Aug. 27th, 2011

bobthemole: (Default)
We had a great day in the Engineering Communication class that I TA.

Right at the beginning of the semester we have the students write personal essays in the style of NPR's This I Believe series.

This I Believe is a series that started out in the 1950s when NPR began recording short essays by people about their personal beliefs and values. It was a simple idea, but it exploded - essays were recorded by iconic figures like Helen Keller and Eleanor Roosevelt, as well as by taxi drivers and waiters. The program was revived in 2005, and to date there are over 100,000 written and recorded essays in the collection. It's pretty amazing to browse through and hear people's thoughts in their own words.

We picked two essays to listen to in class: Life Is An Act Of Literary Creation by novelist Luis Alberto Urrea and The Power of Mysteries by astrophysicist (and occasional novelist) Alan Lightman.

The difference between the structures of the essays was striking. Urrea wrote in a rich, sensual style that evoked colors and flavors while being very oblique and suggestive about the point he was trying to make. The essay presented a mood rather than a concrete idea, despite his generous use of concrete details. In contrast, Lightman's essay was highly structured: past-to-future, personal-to-general, with a topic sentence jumping out of every paragraph.

We talked about the kinds of writing that scientists and engineers usually have to produce. Our research papers, proposals, technical reports are all genres that have developed a rigid format that every single writer has to follow. Most of the engineers in the room felt more comfortable reading the Lightman essay because it met our expectations and our need for answers. Lightman had a point and by Jove he made it. Urrea's essay left many of us unsettled (though the Prof, who has a humanities background, confessed to preferring it). We had to read it over and over again to understand what the message was, and even then there was room for debate. It forced us to confront the idea of having no set answers, and being okay with it.
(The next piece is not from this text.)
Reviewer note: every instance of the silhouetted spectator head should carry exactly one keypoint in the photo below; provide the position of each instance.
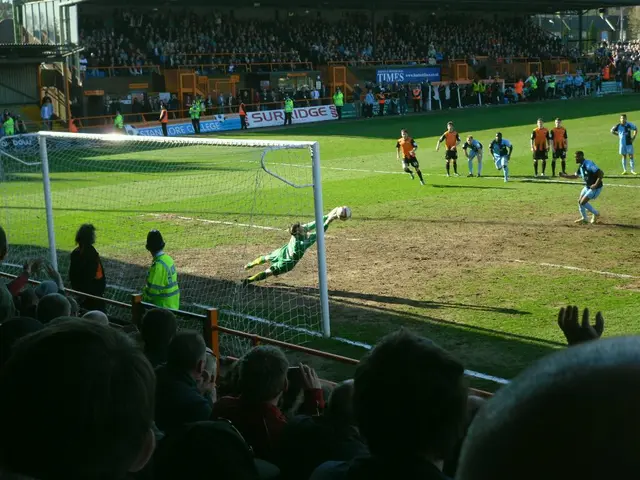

That's what I love about this class. We take a bunch of engineers who have been taught to search the world for answers and try to show them other ways of thinking. We have them look inward and determine their own value systems. We ask them to consider ways of thinking that are alien to them. We try to cram an entire liberal arts education into 10 weeks with room to spare for grammar exercises. I don't know how many take away what they learned, but I hope its more than a few.